An issue with switcher (bug #1282422) revealed a rare
bug that leads to NUM_PROCS being set wrongly when
ssh to a cluster node shows additional error messages.
In the concrete situation ssh was returning something
like:
switcher:mpi: Cannot find modulefile for lam-6.5.6 --
skipping
in addition to what it was expected to print.
This lead to NUM_PROCS being set to 3 on a dual
CPU machine, which lead to problems with batch jobs.
Logged In: YES
user_id=338721
Fixed in trunk (r3681).
Logged In: YES
user_id=11722
What is NUM_PROCS?
And who is using lam-6.5.6? That is *WAY* old and is not part of any
OSCAR that I'm aware of...? (The 6.5.x series is no longer supported)
How was this fixed?
Logged In: YES
user_id=338721
NUM_PROCS is the number of CPUs of a node. It is used in
the PBS configuration to set the number of virtual CPUs
(or number of processes which should be allowed to run on
a node). It is set in scripts/post_install.

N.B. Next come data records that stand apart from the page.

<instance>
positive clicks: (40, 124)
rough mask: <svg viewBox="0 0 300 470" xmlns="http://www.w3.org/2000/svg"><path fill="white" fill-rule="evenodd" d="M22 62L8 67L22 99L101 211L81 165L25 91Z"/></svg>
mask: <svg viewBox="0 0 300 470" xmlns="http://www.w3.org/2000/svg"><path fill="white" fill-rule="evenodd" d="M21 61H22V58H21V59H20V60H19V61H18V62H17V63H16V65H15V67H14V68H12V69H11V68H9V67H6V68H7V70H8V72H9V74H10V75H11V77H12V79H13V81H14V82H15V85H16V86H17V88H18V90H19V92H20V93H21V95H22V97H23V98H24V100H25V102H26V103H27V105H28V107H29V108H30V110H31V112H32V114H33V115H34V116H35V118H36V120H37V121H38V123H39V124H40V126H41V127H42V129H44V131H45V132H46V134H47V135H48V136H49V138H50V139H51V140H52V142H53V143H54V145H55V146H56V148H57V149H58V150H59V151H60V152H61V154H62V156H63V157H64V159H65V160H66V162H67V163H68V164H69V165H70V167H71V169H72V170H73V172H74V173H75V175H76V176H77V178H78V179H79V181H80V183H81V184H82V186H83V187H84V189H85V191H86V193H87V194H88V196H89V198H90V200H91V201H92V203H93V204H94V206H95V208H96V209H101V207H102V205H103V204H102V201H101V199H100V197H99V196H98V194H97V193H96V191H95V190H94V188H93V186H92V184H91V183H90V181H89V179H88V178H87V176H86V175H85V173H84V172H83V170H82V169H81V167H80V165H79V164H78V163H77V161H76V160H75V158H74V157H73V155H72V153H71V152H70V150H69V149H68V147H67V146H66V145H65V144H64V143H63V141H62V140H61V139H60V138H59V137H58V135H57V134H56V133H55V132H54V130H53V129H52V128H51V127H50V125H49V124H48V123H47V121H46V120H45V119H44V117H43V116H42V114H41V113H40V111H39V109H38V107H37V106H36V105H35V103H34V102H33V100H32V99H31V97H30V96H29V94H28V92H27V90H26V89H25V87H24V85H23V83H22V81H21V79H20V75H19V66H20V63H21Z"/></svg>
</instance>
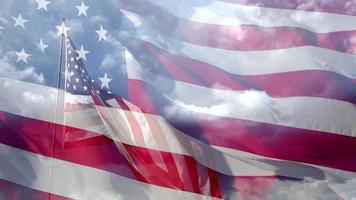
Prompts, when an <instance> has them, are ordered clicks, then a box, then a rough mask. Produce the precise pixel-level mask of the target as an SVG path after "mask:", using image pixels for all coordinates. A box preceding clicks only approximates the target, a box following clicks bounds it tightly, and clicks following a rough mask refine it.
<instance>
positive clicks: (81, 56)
mask: <svg viewBox="0 0 356 200" xmlns="http://www.w3.org/2000/svg"><path fill="white" fill-rule="evenodd" d="M75 51H76V52H77V53H78V60H79V59H81V58H83V59H84V60H87V57H86V55H87V54H88V53H89V51H87V50H85V49H84V47H83V45H82V46H81V47H80V50H75Z"/></svg>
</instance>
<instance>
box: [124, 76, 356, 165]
mask: <svg viewBox="0 0 356 200" xmlns="http://www.w3.org/2000/svg"><path fill="white" fill-rule="evenodd" d="M148 92H149V93H148ZM142 95H143V96H145V97H146V98H145V101H142V100H141V99H140V98H139V96H142ZM129 96H130V98H131V99H129V100H130V101H131V102H132V103H133V104H135V105H137V106H138V107H140V108H141V109H142V110H143V111H144V112H150V111H152V110H150V109H151V108H150V107H146V105H147V97H150V98H151V99H150V104H154V105H155V106H156V109H157V112H153V113H151V114H157V115H162V116H165V117H166V119H167V120H168V121H169V122H170V123H172V124H173V125H174V126H175V127H176V128H178V129H180V130H181V131H182V132H184V133H186V134H189V135H191V136H193V137H196V138H197V139H199V140H202V141H205V142H206V143H208V144H211V145H218V146H223V147H229V148H232V149H237V150H241V151H246V152H251V153H256V154H259V155H264V156H268V157H273V158H279V159H285V160H292V161H299V162H304V163H311V164H317V165H322V166H327V167H333V168H338V169H343V170H348V171H354V172H356V157H355V155H356V148H355V146H356V138H354V137H348V136H343V135H338V134H331V133H326V132H319V131H312V130H306V129H300V128H292V127H286V126H279V125H272V124H266V123H259V122H252V121H247V120H239V119H231V118H220V119H218V120H209V121H204V120H202V119H199V118H197V117H195V116H192V115H191V116H186V118H185V119H184V121H182V122H180V121H179V119H178V118H176V119H172V117H171V116H166V112H165V110H164V109H165V108H167V107H169V106H173V105H172V104H171V103H170V101H169V100H168V99H166V98H165V97H164V96H162V94H160V93H158V92H157V91H155V90H154V89H153V88H152V87H151V86H149V85H147V84H146V83H144V82H142V81H139V80H129ZM207 118H208V119H209V117H207ZM187 122H189V123H187ZM222 133H223V134H222Z"/></svg>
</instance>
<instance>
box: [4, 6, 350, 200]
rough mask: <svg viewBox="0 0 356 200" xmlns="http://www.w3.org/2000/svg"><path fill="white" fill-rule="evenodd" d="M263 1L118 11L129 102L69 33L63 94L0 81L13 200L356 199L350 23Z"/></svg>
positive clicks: (338, 17) (12, 197)
mask: <svg viewBox="0 0 356 200" xmlns="http://www.w3.org/2000/svg"><path fill="white" fill-rule="evenodd" d="M266 2H267V3H266ZM266 2H265V1H257V0H256V1H253V0H247V1H238V0H236V1H234V0H212V1H189V0H184V1H182V2H180V3H178V2H170V1H165V0H152V1H150V0H117V4H118V5H119V6H118V7H119V9H118V10H117V15H118V16H120V20H121V27H120V28H119V31H118V32H117V34H119V38H120V41H119V43H120V45H122V47H123V48H122V52H121V53H122V61H120V62H122V63H124V65H125V68H126V74H125V75H126V77H125V78H126V79H127V92H128V94H127V95H126V96H124V95H121V94H119V93H118V92H117V91H115V90H111V88H110V84H109V83H110V81H111V80H113V79H115V78H117V77H113V76H111V75H110V74H106V73H105V75H104V77H102V78H99V80H100V82H101V84H100V83H99V82H97V81H95V80H96V77H94V76H95V75H91V74H90V73H89V70H87V68H86V66H85V65H90V63H85V60H86V54H87V53H88V52H87V51H85V49H84V48H83V46H81V48H78V47H76V46H75V43H76V41H75V40H73V39H72V38H71V36H70V35H71V34H70V30H69V29H62V32H61V33H60V35H61V37H62V45H61V46H62V50H61V53H62V57H61V63H62V72H63V73H62V74H60V77H61V79H60V80H61V81H64V82H62V86H61V87H60V88H53V87H48V86H44V85H39V84H33V83H29V82H24V81H18V80H13V79H8V78H0V91H2V92H1V94H0V149H1V151H0V160H2V162H1V163H2V164H0V172H1V173H0V187H1V188H9V191H10V192H9V193H8V194H9V197H8V199H11V198H13V197H12V196H11V194H12V193H11V191H15V192H14V193H16V192H19V193H26V194H29V195H31V196H33V197H34V198H35V199H117V198H119V199H120V198H122V199H303V198H307V197H310V198H308V199H318V198H322V197H323V198H326V199H351V198H352V197H356V193H355V191H354V189H353V187H352V186H353V185H354V184H356V156H355V155H356V148H355V146H356V124H355V119H356V107H355V104H356V55H355V52H356V51H355V50H356V42H355V41H356V39H355V38H356V26H355V23H351V22H352V21H354V20H355V19H356V18H355V16H354V15H356V14H355V12H351V11H350V10H348V9H349V8H346V7H340V4H339V1H337V2H336V1H330V4H334V5H335V6H329V5H324V4H322V3H320V4H321V5H319V7H317V8H315V9H311V8H309V7H306V6H300V4H298V2H304V1H288V2H290V3H288V5H287V4H283V5H282V3H273V2H281V1H273V2H272V1H266ZM313 2H314V1H313ZM316 2H319V1H316ZM340 2H341V1H340ZM342 2H346V1H342ZM298 5H299V6H298ZM82 6H83V3H82ZM84 8H85V7H83V8H82V9H84ZM78 9H79V8H78ZM82 12H83V13H82V14H83V15H84V11H82ZM85 15H86V10H85ZM100 27H101V28H100V31H101V32H100V34H104V32H102V31H104V29H103V26H102V25H100ZM128 27H129V28H128ZM67 31H68V33H67ZM105 33H106V32H105ZM98 34H99V33H98ZM104 36H105V34H104V35H100V39H99V41H100V40H102V39H105V40H106V39H109V40H110V37H108V38H107V37H106V36H105V37H104ZM94 74H95V73H94ZM60 83H61V82H60ZM60 85H61V84H60ZM304 195H306V196H307V197H306V196H304ZM18 198H22V197H21V196H20V197H18Z"/></svg>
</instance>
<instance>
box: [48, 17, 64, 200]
mask: <svg viewBox="0 0 356 200" xmlns="http://www.w3.org/2000/svg"><path fill="white" fill-rule="evenodd" d="M64 26H65V18H64V17H63V19H62V30H61V39H60V45H59V46H60V47H59V62H58V72H57V84H56V88H57V98H56V102H55V112H54V127H53V135H52V150H51V151H52V152H51V166H50V174H49V192H48V200H50V199H51V188H52V176H53V159H54V151H55V149H56V133H57V123H58V114H59V105H58V104H59V103H60V102H61V101H60V98H61V78H62V76H61V75H62V68H63V60H65V61H64V62H67V59H66V53H65V55H63V51H66V49H65V48H66V45H65V42H66V35H65V32H64V31H65V30H64ZM63 57H65V59H63ZM63 95H64V94H63Z"/></svg>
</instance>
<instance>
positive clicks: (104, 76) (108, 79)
mask: <svg viewBox="0 0 356 200" xmlns="http://www.w3.org/2000/svg"><path fill="white" fill-rule="evenodd" d="M99 80H100V81H101V89H103V88H104V87H106V88H108V89H110V88H109V82H110V81H112V79H110V78H108V75H107V74H106V72H105V75H104V77H100V78H99Z"/></svg>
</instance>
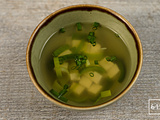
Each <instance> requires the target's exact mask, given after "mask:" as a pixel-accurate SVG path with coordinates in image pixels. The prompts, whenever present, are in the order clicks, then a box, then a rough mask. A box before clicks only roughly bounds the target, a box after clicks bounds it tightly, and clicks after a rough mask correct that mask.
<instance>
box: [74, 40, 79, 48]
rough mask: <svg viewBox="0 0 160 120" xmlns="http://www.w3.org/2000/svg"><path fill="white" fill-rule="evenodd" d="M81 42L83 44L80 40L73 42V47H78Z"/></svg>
mask: <svg viewBox="0 0 160 120" xmlns="http://www.w3.org/2000/svg"><path fill="white" fill-rule="evenodd" d="M80 42H81V41H80V40H72V47H78V45H79V44H80Z"/></svg>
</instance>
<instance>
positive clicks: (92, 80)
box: [40, 22, 130, 106]
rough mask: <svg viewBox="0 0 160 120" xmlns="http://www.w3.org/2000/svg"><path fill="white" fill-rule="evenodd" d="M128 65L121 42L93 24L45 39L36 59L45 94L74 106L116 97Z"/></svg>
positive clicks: (71, 27) (84, 24) (87, 105)
mask: <svg viewBox="0 0 160 120" xmlns="http://www.w3.org/2000/svg"><path fill="white" fill-rule="evenodd" d="M129 64H130V56H129V52H128V49H127V46H126V44H125V43H124V41H123V38H122V37H121V36H120V35H119V34H118V33H116V31H115V30H111V29H110V28H107V27H105V26H103V25H101V24H100V23H97V22H95V23H80V22H79V23H75V24H72V25H68V26H64V28H60V30H57V32H56V33H53V34H52V35H51V36H50V38H48V41H47V42H46V44H45V45H44V46H43V48H42V52H41V56H40V68H41V77H42V78H43V79H44V81H45V82H46V84H47V85H48V86H47V88H48V90H49V91H50V93H49V94H50V95H51V96H52V97H53V98H54V99H56V100H58V101H61V102H64V103H66V104H70V105H74V106H93V105H98V104H102V103H104V102H106V101H109V100H111V99H113V98H114V97H115V96H117V95H118V94H119V93H120V92H121V91H122V88H123V85H124V83H125V79H124V78H125V76H126V70H127V69H128V68H129Z"/></svg>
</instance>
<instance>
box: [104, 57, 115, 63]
mask: <svg viewBox="0 0 160 120" xmlns="http://www.w3.org/2000/svg"><path fill="white" fill-rule="evenodd" d="M116 59H117V58H116V57H115V56H112V57H106V60H107V61H111V62H113V61H115V60H116Z"/></svg>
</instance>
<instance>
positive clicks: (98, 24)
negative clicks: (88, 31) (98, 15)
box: [92, 22, 100, 30]
mask: <svg viewBox="0 0 160 120" xmlns="http://www.w3.org/2000/svg"><path fill="white" fill-rule="evenodd" d="M99 26H100V24H99V23H98V22H94V24H93V28H92V29H93V30H97V28H98V27H99Z"/></svg>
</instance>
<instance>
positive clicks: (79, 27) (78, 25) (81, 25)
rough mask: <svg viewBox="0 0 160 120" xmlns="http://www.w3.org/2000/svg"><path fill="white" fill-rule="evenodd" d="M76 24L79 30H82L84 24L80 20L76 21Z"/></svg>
mask: <svg viewBox="0 0 160 120" xmlns="http://www.w3.org/2000/svg"><path fill="white" fill-rule="evenodd" d="M76 26H77V30H78V31H81V30H82V25H81V23H80V22H78V23H76Z"/></svg>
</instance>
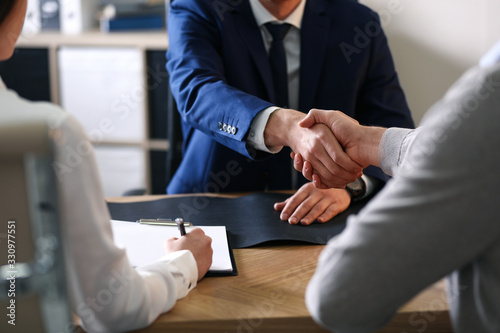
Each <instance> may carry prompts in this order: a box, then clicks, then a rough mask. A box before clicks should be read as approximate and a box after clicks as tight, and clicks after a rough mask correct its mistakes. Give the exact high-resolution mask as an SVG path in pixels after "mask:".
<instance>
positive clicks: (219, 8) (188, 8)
mask: <svg viewBox="0 0 500 333" xmlns="http://www.w3.org/2000/svg"><path fill="white" fill-rule="evenodd" d="M239 2H240V0H236V1H228V0H175V1H173V2H172V4H171V7H170V15H175V16H178V15H182V16H185V15H188V16H189V17H190V19H193V17H197V18H201V19H202V20H207V21H212V20H214V19H215V18H216V17H217V16H218V13H220V12H227V11H230V10H232V9H233V8H234V3H239Z"/></svg>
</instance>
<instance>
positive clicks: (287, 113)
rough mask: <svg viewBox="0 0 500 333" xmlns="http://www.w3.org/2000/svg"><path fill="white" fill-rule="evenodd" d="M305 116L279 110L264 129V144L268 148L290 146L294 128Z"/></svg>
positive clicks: (296, 113) (297, 124) (271, 116)
mask: <svg viewBox="0 0 500 333" xmlns="http://www.w3.org/2000/svg"><path fill="white" fill-rule="evenodd" d="M304 117H305V114H303V113H302V112H299V111H295V110H291V109H277V110H275V111H274V112H273V113H272V114H271V115H270V116H269V119H268V121H267V124H266V127H265V129H264V142H265V144H266V146H268V147H276V146H290V142H291V139H292V138H293V137H294V134H293V133H294V131H293V129H294V128H298V127H299V125H298V123H299V121H300V120H302V119H303V118H304Z"/></svg>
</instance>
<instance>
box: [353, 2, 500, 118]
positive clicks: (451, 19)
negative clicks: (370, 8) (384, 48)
mask: <svg viewBox="0 0 500 333" xmlns="http://www.w3.org/2000/svg"><path fill="white" fill-rule="evenodd" d="M360 2H361V3H363V4H365V5H367V6H368V7H370V8H372V9H373V10H375V11H376V12H377V13H379V15H380V17H381V20H382V24H383V26H384V30H385V32H386V34H387V36H388V39H389V45H390V47H391V50H392V53H393V56H394V60H395V62H396V69H397V71H398V73H399V76H400V80H401V85H402V86H403V89H404V90H405V92H406V96H407V99H408V103H409V105H410V108H411V110H412V113H413V117H414V119H415V121H416V122H417V124H418V122H419V121H420V119H421V118H422V116H423V114H424V113H425V112H426V111H427V109H428V108H429V107H430V106H431V105H432V104H433V103H434V102H436V101H437V100H438V99H439V98H440V97H441V96H442V95H443V94H444V93H445V92H446V90H447V88H448V87H449V86H450V85H451V84H452V83H453V82H454V81H455V80H456V79H457V78H458V77H459V76H460V75H461V74H462V73H463V72H464V71H465V70H466V69H467V68H469V67H471V66H474V65H475V64H477V62H478V60H479V59H480V58H481V55H482V54H484V53H485V52H486V51H487V50H488V49H489V48H490V47H491V46H492V45H493V44H495V42H496V41H497V40H499V39H500V1H499V0H360Z"/></svg>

Forget about the error message, it is just an example to
show you the problem. Replace by
MY_MPI_WITH_STRANGE_IB_DRIVER, if you want. And: even if
you don't believe it, lam-6.5.X is frequently used by ISVs
because the codes are certified with that and
recompilation and new certification takes far too much
effort. No, I'm not requesting OSCAR to support that.